Wednesday, October 6, 2010

Retail Stories

Got my Target shopping in Tuesday. No telling how I’ll feel later this week if things don’t go too well for the Yankees at Target Field Wednesday and Thursday nights in their first round playoff games against the Minnesota Twins.

Despite what Gilda might tell you, I’m not a really rabid fan. I don’t get too ballistic when my team loses. I usually get over it in a day or two. There are lots of fans, however, more crazed than I, so I’m wondering, if the Twins beat up on the Yanks, will New York fans take out their frustration and disappointment on Target and boycott its stores? At least until the Twins are eliminated?

Anything’s possible...

As long as we’re on the subject of retailing, some people think the appearance of in-store Christmas decorations signals the arrival of the holiday selling season. To me, the harbinger is the frequency of newspaper, magazine and TV news articles on retailing.
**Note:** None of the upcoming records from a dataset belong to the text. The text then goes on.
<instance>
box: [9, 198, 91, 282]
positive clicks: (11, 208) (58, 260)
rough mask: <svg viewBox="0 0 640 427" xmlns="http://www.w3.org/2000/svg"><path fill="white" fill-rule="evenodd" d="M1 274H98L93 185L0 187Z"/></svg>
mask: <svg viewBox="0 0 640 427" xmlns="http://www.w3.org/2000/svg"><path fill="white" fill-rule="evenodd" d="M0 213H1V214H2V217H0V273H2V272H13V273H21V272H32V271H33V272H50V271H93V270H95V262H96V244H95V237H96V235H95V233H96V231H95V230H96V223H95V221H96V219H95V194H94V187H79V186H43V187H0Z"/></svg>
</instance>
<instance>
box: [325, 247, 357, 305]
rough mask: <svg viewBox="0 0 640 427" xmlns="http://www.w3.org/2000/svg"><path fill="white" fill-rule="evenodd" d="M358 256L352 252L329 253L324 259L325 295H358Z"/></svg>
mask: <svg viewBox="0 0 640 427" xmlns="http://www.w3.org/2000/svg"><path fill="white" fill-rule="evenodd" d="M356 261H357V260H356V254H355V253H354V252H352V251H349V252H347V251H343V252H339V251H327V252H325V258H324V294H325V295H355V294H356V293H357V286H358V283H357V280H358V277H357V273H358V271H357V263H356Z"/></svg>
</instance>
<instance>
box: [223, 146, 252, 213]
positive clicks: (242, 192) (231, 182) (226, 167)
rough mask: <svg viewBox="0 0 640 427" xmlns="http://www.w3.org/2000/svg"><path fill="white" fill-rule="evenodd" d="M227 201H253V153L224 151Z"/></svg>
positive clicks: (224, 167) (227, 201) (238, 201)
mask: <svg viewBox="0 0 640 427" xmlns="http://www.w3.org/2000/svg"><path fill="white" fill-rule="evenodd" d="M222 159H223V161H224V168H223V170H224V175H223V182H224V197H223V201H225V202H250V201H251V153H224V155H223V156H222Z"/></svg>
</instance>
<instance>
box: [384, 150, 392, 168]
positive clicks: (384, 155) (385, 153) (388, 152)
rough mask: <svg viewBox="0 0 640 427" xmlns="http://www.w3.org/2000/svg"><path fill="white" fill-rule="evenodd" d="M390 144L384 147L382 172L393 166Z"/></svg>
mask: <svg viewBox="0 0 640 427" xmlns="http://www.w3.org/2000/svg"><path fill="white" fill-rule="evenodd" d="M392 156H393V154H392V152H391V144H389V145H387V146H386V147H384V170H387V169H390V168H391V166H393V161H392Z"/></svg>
Saturday’s NY Times provided a case in point—a page one article on Macy’s efforts to rev up sales by tailoring assortments to local markets and a front page of the business section story on Toys “R” Us’ plan to revive F.A.O. Schwarz by placing boutiques of the specialty retailer inside the mass market TRU stores.

Macy’s and Toys “R” Us...hmmm. Now, the good people at The Times editorial desk would deny any ulterior motives, but what a coincidence that two of the newspaper’s key advertising clients wound up with mostly flattering articles?

Perhaps I’m being too cynical (it goes with the territory of being a journalist, even a retired journalist). Let’s give The Times the benefit of the doubt that the Chinese wall between editorial and sales still exists with no holes in it and end with a nice retailing story.

The other day I needed a replacement knob for a floor lamp. I walked into a local lighting store, the type that looks and feels like an old hardware store where they are more attuned to repairs than to selling new throwaway lights. Sitting at a table was an elderly gentleman I recognized as the proprietor. He was wearing a travel photographer’s vest, you know, the type with multiple pockets in front and back. I told him what I needed, he said, “OK.” He reached into one of his vest pockets and fished out a knob. When I asked what else he had in there, he said, “Everything. No charge.” Now that’s what I call service. I left the store smiling.